The last post for 1964, the day after Christmas.It was not a Monday that year but a Saturday. My recollection of the actual Christmas is not too clear. Apparently it was not a bad day. I was thrilled to hear I was going to get a phonograph; it had been ordered but not arrived yet. This was another of Mom's special trading stamp surprises. Things deteriorated a bit the next day, it seems, after no major kerfuffles on the holiday. Peace was too good to be true for very long.
Dec 26, 1964
I got up fairly early, fed, ate and saddled to ride. All was ok. I made a system of leaving the mares in the upper pen and riding out later to turn them out. Came home and got the mail. I got a beautiful Christmas card and a little Indian necklace from Dusty. I guess that is his reply. It won me. Heard from Judy too. Rode out leading Buzz to turn the mares out. I got Chief and Leo led too. The folks had another full scale go-around today. God, they are driving me stark staring. I really feel like taking off just to escape that. I guess I could get a job somewhere. Dusty would try to help me. Or I could go and work for Cim in Missouri! Mom and I drove out this evening. Charlie Mike stayed to do the home chores. I wrestled Powwow around awhile. Eve’s curse hit me this evening and I really feel awful. The worry and strain is making me worse, no doubt. I guess I’ll go to bed. I tried to write letters this evening but didn’t get too far with them. I can dream about Dusty tonight and his card: “To you, Sweetheart.
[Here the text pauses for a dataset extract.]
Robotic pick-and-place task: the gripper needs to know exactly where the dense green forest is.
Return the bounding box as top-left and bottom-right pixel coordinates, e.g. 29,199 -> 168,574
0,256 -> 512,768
Merry Christmas” it said, I can’t really believe that a guy like him could really love me but I have proof in my hand. “My baby’s got me locked up in chains,” What a fine frail chain, but strong enough to hold my heart. The most perfect gift and just right that I have ever been given. A couple of *very* special letters and now this--do I have any room for doubt anymore? (2nd para?) The pen pals did not really know me, have not seen me at my normal unlovely self in my squalid setting, and thus were ’in love’ with an imagined vision as I had been with Jose Cazador. Somehow, Dusty looked past the squalor, the rags and tatters,the scars and strangeness and still says he sees not a muleskinner but an Angel! That truly seems incredible.
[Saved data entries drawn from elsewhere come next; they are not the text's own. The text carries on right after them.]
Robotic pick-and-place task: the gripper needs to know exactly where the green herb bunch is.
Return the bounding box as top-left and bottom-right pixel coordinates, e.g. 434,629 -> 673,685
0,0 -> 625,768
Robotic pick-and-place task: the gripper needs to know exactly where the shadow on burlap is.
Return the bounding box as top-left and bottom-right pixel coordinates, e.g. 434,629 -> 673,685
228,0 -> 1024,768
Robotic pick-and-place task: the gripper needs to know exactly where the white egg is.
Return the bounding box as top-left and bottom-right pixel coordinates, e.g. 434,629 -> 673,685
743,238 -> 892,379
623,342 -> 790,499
I had begun a plan that required three trips to the pasture but mostly worked out well. In the morning, we fed the pregnant mares and the Quarter Horses that were out there in the upper pen at the corrals. Then at midday I let them out or put them in the lower pen where the ditch ran through and opened the outer gate to let the rest of the herd in to clean up any feed left. That was reversed in the evening, often leaving the gate between open the two pens.
Of course the surprise card and gift from Dusty made my day. The card in itself was special but the gift even more. It was a tiny sun-face pendant on a very fine silver chain taped inside the card. It was so pretty. I wore it constantly for quite awhile, Eventualy the chain or its clasp broke but I did not lose the pendant and have it to this day. I dimly recall I woke one day and it had separated but I found it all. The pendant is now normally on a much larger chain along with a crystal from a mine up on the Huachucas (below which I broke my ankle in April 1999!) and a tiny Apache tear. I detached it to get a picture.
I have no idea what the parents were fussing about --the usual bullcrap that I ignored probably--but that had become such a common thing. It was not long before I was the receiver of many--more than previouly--nasty lectures and harrangues as well. The next two years were brutal for that.
For several years I had been suffering from severe monthly cramps. Later I learned that was mostly from endometriosis but then I had no idea, only knew I was torn by some vicious pains. A hot water bottle and many aspirins helped some, let me mostly be functional. I got little sympathy, though. Some from Mom at times but Dad basically accused me of whining and trying to get out of work. But other than a few abcessed teeth, those were the worst pain I ever suffered. My broken leg was truly not nearly as bad. And Powwow was the paint mare Susie's filly born that fall. She was rowdy!
Photos: The corrals from the bluff above. The lower pen is visible on the left side and the ditch below it. Next Tina, a month or two before her first colt, Bravo, was born. It looks like Bunny and Patsy--the two heads on the side.And then Patsy before she had Patrick, the same year (1964). I often fed grain in a feedbag to keep it from being wasted. I made them from empty feed sacks. No cost except my time to cut and stitch them by hand. Labor filled in a lot of expenses, one way or another. And last, the card and the little pendant. Yes, I have kept them all these years.